There have been obstacles set up for people to return. At the same time, the government is subsidizing hotels and other means of staying out of the city. If some of the people in New Orleans who would like to get back could get the same resources to rebuild or repair their own houses and to work in their own communities as they are receiving to stay away, these communities would be in much less danger.
I have to convey one message, since the person I have been working with so much who we thought might be here and isn’t, Mama Dee, gave me one message to convey to people in New York. She said, “If you want to tell them anything about what we’re doing, it’s neighbors helping neighbors.” And I’ve seen magnificent things done. It’s not only our local neighbors, it’s neighbors from out of town. We’ve had hundreds of young people from all over the country, who have come to the Seventh Ward, the Ninth Ward to work with Common Ground and other projects to rebuild the city, to help the people in the communities have the opportunity to come back to their own communities. The struggle is between the people who are doing this grassroots work and need the support of all of you and everyone everywhere and the powers that be, the powers that created the disaster, since this is not a natural disaster. This is an unnatural disaster.
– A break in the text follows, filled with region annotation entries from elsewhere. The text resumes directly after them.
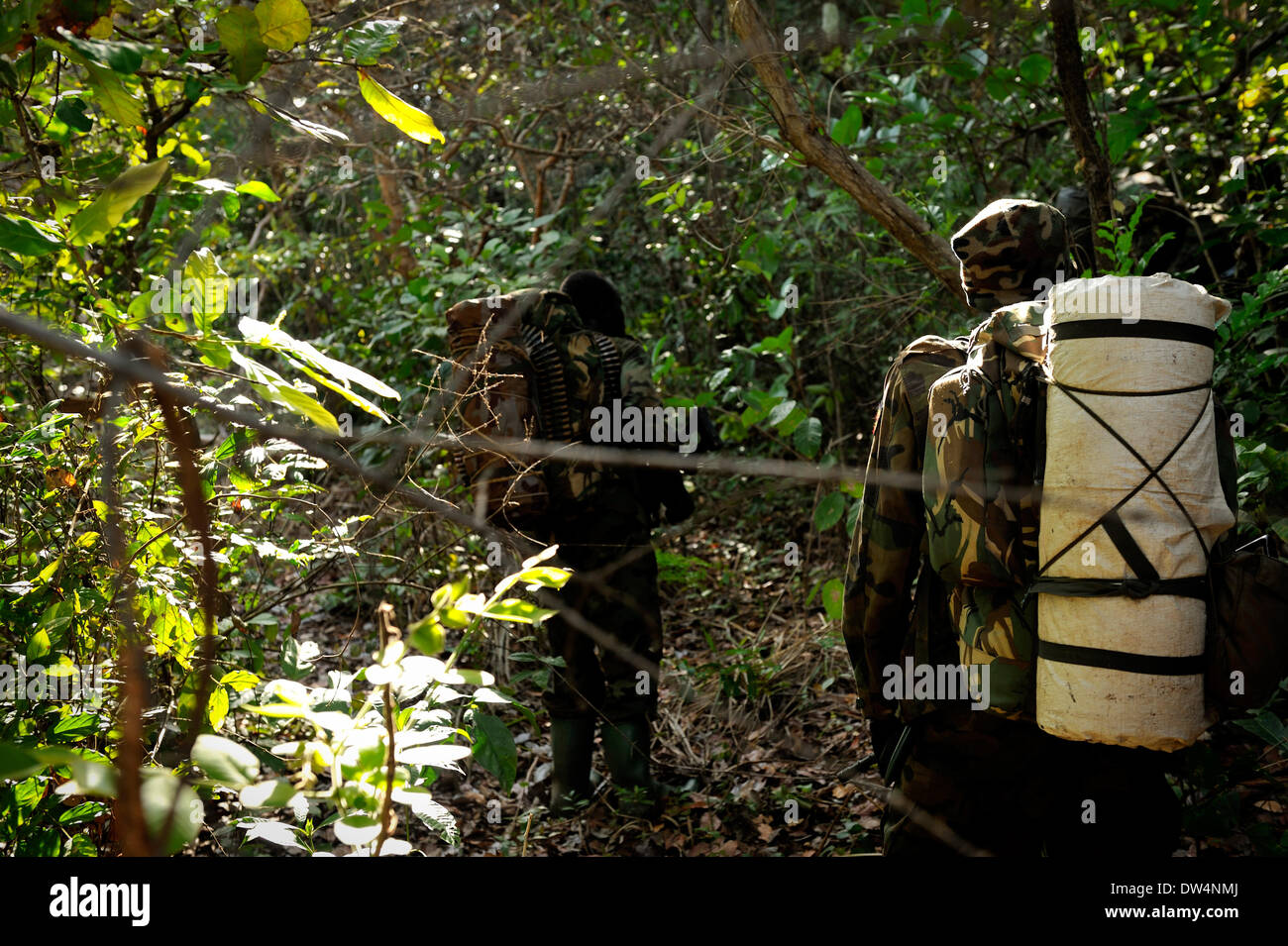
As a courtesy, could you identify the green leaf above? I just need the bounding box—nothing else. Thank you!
[67,158,168,246]
[237,180,282,203]
[27,628,53,663]
[358,69,447,145]
[192,734,259,788]
[237,318,402,397]
[215,6,268,82]
[237,779,296,808]
[407,616,447,657]
[344,19,402,65]
[0,743,46,782]
[84,61,143,129]
[1020,53,1051,85]
[832,104,863,148]
[141,770,205,855]
[793,417,823,457]
[253,102,349,145]
[282,637,321,680]
[206,686,228,730]
[0,214,63,257]
[49,713,99,743]
[228,348,340,434]
[823,578,845,620]
[255,0,313,53]
[59,32,152,76]
[219,671,259,692]
[183,247,231,335]
[814,493,845,532]
[1105,112,1145,163]
[518,565,572,588]
[767,400,796,427]
[474,709,519,792]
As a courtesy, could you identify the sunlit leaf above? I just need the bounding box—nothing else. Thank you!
[255,0,313,53]
[67,158,168,246]
[358,69,447,145]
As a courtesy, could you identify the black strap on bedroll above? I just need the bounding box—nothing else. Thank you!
[1055,319,1216,348]
[1027,319,1216,676]
[1038,638,1207,677]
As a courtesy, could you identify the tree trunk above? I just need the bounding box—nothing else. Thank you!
[729,0,965,304]
[1051,0,1113,275]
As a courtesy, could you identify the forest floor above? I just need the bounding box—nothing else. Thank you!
[216,484,1288,857]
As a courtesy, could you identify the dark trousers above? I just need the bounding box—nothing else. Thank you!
[542,506,662,721]
[884,710,1181,857]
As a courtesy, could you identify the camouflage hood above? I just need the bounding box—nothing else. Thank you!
[952,198,1070,311]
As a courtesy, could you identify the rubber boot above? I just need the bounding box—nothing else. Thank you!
[550,717,595,817]
[599,717,662,817]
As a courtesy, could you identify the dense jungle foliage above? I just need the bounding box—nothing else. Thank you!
[0,0,1288,856]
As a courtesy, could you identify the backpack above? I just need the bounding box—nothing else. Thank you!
[447,288,621,532]
[923,276,1288,749]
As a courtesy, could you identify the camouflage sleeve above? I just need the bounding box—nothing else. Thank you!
[613,339,662,408]
[842,362,924,753]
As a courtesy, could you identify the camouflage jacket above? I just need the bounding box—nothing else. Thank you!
[842,335,967,753]
[545,337,683,532]
[923,302,1044,718]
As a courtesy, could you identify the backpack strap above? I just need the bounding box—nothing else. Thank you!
[522,324,572,440]
[593,332,622,403]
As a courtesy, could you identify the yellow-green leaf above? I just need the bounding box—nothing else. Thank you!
[358,69,447,145]
[82,59,143,128]
[183,247,229,335]
[237,180,282,203]
[255,0,313,53]
[215,6,268,84]
[67,158,168,246]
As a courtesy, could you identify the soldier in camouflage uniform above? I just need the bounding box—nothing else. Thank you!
[544,271,693,813]
[844,201,1179,855]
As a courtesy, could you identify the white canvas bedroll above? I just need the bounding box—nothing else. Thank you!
[1035,272,1234,751]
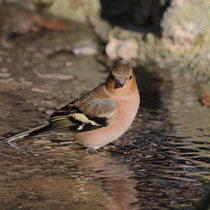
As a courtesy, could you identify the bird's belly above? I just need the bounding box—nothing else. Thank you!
[74,96,139,149]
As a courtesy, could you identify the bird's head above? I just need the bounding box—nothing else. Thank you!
[106,64,135,89]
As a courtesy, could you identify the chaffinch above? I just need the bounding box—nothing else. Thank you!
[4,64,140,149]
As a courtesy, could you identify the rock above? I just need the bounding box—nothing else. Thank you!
[161,0,210,45]
[105,32,139,62]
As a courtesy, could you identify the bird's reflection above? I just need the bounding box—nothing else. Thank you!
[81,154,138,210]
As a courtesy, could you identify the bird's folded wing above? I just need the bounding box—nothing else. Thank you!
[49,99,116,133]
If the forces of nature could have operated, we would have had wetlands to protect us. If the forces of human community could have operated, we could have saved ourselves. And that’s what grassroots organization is about. That’s what federal bureaucracies are not about. That’s what capitalism is not about. That’s what our economic and political system are not about right now.
So, of course, the ultimate thing that people can do to help New Orleans is immediately either come to New Orleans and help us, send aid to grassroots groups, and put pressure on the government to institute policies that will help citizens get back into their own communities and not be cleansed out of them, particularly black citizens in New Orleans. And in the long term, what you can do is exactly the same thing that Mama Dee and Malik are doing with all the people who have involved with them in the Seventh Ward and Algiers, that is, create grassroots organizations, re-appropriate power at the level of the community and create a society in which people like Bush cannot be elected and in which there’s a real opposition to people like Bush.
AMY GOODMAN: John Clark, Professor of Philosophy and Environmental Studies at Loyola University in New Orleans. He was speaking at a People’s International Tribunal this weekend that was trying the Bush administration on issues from the Gulf to the Gulf, from Baghdad to the Bayou.